Cooper's fight echoes Terry Sanford's

Published June 5, 2019

By Gary Pearce

Governor Roy Cooper has picked the same fight over North Carolina’s future that Terry Sanford picked more than 60 years ago.

The issue is the same. Then, powerful people in Raleigh wanted the legislature to pass corporate tax cuts. Sanford said that was wrong. He said North Carolina needed to invest in education.

This year, powerful legislators are calling for more corporate tax cuts on top of all those passed since 2011. Cooper says that’s wrong. He says North Carolina needs to invest in education and in health care to help children learn.

Go back 60 years – 62, to be exact, to 1957. Luther Hodges was Governor. Hodges was a retired textile executive who focused on recruiting new industry. He was known as the “businessman Governor,” He was, in a way, the state’s first two-term Governor; he had been elected lieutenant governor in 1952 and became Governor when William B. Umstead (for whom Umstead State Park is named) died in 1954.

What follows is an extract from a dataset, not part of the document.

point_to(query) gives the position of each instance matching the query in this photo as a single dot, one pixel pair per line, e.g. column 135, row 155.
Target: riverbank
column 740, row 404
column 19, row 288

After winning his own four-year term in 1956, Hodges proposed a budget that focused on corporate tax cuts. His package came from a study commission composed of business leaders. They said the tax cuts would bring North Carolina more business, more industry and more jobs.

Sanford, who was planning to run for Governor in 1960, took on Hodges. He called the Governor’s plan “dangerously wrong.” He said:

“The public school question is the most critical issue facing North Carolina today. We are not attracting new teachers. We could be damaging irreparably our schools for the next decade. What we do this year determines what kind of school leadership we have four and seven and ten years from now….

“But we are not going to lift ourselves by our bootstraps if we wait for increased income from new business before we fulfill our responsibility to the public schools.”

Sanford made education – and, yes, more funding for education – the keystone of his 1960 campaign for Governor. When he announced on February 4, 1960, he called for “a New Day” for North Carolina:

“(P)eople are becoming more and more aware of our shortcomings and are determined that now is the time when something must be done….This is a new day of opportunities. Let’s make it a new day for achievement. We are ready to go.”

Sanford won. As Governor, he pushed his program through a conservative legislature. He paid for the program with an unpopular sales tax on food. (For which he paid dearly politically.) He set North Carolina on a progressive path that fundamentally changed the state’s future – and set us apart from the rest of the South.

Sanford won North Carolina a reputation as a state that put education first. We maintained and built on that reputation for 50 years, under Democratic and Republican Governors and legislators. North Carolina became a magnet for smart people, for science, for research and for advanced-technology companies.

Now the fight is joined again. In a May 14 letter to legislators, Cooper wrote:

“The opportunity to make up for neglected education and health care funding is now. With the unbudgeted revenue announced this month, North Carolina can move to rebuild its schools and help children learn.”

He urged legislators to “prioritize education” and “remember the importance of health care.” He called for:

• A bigger pay raise for teachers, covering all teachers and beginning July 1.
• Better pay raises for school workers like teaching assistants and cafeteria workers.
• Funding for school safety, including counselors, social workers, nurses, psychologists and school resource officers.
• Funding for the UNC system.
• Funding for health care.
• Investing in early childhood, including Smart Start, pre-K and child care subsidies for working families.

Senator Phil Berger boasted: “This budget continues the policies that brought about our North Carolina success story.”

No, Senator. North Carolina’s real success story goes back to 1960, to Terry Sanford and forward-looking policies that have built up education and our economy for decades.